The dicts are typically not on the stack, but MyType1 is a “bits type”, whereas MyType2 is not. Try isbitstype(MyType1(1.0))and isbitstype(MyType2(1.0)). This has consequences for how they are allocated and treated. So we have e.g.

julia> MyType1(1.0) === MyType1(1.0)
true
julia> MyType2(1.0) === MyType2(1.0)
false

because two “different” MyType1 with the same Float64 inside are semantically indistinguishable, but two different MyType2 can be equal at one time, and different when one of them is changed. We also have:

julia> reinterpret(UInt8, [MyType1(1.0)])
8-element reinterpret(UInt8, ::Vector{MyType1}):
 0x00
 0x00
 0x00
 0x00
 0x00
 0x00
 0xf0
 0x3f
julia> reinterpret(UInt8, [MyType2(1.0)])
ERROR: ArgumentError: cannot reinterpret `MyType2` as `UInt8`, type `MyType2` is not a bits type

The first is the byte pattern of 1.0, the second would have been a byte pattern of a pointer, though you would need some unsafe trickery to see that.
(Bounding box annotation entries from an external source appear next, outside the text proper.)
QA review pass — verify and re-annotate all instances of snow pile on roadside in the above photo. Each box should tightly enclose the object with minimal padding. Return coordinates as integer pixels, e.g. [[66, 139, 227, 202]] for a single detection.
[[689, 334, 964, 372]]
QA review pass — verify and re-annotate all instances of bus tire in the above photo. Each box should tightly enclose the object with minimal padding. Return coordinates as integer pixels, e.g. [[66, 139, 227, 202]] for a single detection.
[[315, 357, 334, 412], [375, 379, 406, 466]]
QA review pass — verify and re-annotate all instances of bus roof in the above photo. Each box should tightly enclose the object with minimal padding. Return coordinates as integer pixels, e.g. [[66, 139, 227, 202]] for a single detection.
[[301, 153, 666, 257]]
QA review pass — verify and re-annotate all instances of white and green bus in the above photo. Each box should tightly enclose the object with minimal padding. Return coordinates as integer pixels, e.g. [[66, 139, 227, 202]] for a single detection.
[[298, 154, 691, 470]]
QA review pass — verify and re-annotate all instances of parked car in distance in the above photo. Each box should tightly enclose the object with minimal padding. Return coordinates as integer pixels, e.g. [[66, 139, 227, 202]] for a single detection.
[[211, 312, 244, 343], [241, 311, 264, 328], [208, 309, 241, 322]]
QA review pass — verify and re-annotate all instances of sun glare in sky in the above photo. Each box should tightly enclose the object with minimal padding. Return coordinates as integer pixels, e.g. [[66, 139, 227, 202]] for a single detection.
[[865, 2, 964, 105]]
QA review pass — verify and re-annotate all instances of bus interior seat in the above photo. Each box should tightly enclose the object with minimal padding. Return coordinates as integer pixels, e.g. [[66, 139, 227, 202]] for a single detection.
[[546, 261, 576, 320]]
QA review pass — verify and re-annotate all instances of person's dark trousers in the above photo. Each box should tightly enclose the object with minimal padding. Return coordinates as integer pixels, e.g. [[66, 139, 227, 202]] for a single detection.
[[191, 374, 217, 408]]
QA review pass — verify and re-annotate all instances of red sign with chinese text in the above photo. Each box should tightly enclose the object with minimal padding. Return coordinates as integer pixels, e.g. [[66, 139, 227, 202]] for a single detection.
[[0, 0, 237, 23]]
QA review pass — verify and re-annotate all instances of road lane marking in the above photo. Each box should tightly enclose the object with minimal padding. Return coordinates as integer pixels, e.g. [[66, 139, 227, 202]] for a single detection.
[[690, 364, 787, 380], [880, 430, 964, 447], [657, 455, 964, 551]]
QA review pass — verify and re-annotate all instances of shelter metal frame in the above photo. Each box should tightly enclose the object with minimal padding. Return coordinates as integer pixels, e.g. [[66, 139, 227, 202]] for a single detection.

In terms of memory storage and such things, MyType1 is treated just like a Float64, whereas MyType2 is treated more like a pointer to a Float64. Even though the syntax is similar. This means that an object of type MyType2 typically(always?) will be allocated on the heap, whereas an object of type MyType1 is typically not.

You can also try this:

@btime [MyType1(i) for i in 1:1000];
@btime [MyType2(i) for i in 1:1000];

to see the difference. The first one, a Vector{MyType1} has exactly the same memory layout as if you did [Float64(i) for i in 1:1000]. You can see it by doing a

reinterpret(Float64, [MyType1(i) for i in 1:1000])

That’s not quite true - @btime (and @benchmark) wrap the expression you give it in a function, to ensure the expression is compiled. As a result, MyType1(1.0) ends up allocated on the stack. Since MyType2 is mutable and the dictionary you’re writing to is a global object, it can’t be allocated on the stack and must survive while preserving object identity. As a result, it’s forced to be allocated on the heap.

Ok, good point that setindex! is indeex inside a function as it’s called by @btime.

However, it’s still the case that the SortedDict lives in the global space. Yes, I get that MyType1 is immutable and can go on the stack, but I’m still adding it to an object that lives in the global space. When @btime exits, where is the MyType1 object which was on the stack? Must be somewhere, as it’s accessible from the global SortedDict.

Thanks for that. I think you’re on to something.

I’d like to put to you the same question I just asked Sukera - where is the MyType1 when @btime returns? It’s not on the stack because the SortedDict is a global object.

The MyType1 object in the Dict is technically a copy, but a copy of an immutable is indistinguishable from the original. I.e. the MyType1 has been “copied” into some Vector inside the dict.

2 Likes

It’s stored inline in the array backing the SortedDict. Immutable isbits objects are compared by their bitwise identity, so the raw bits can simply be copied into the memory occupied by the array and stored inline there.

Note that this could still end up allocating if the SortedDict has to grow, which would require resizing (and thus reallocating) the backing array. This isn’t the case in your benchmark though.

2 Likes

Ok guys, this solves it. Thanks for the clarification.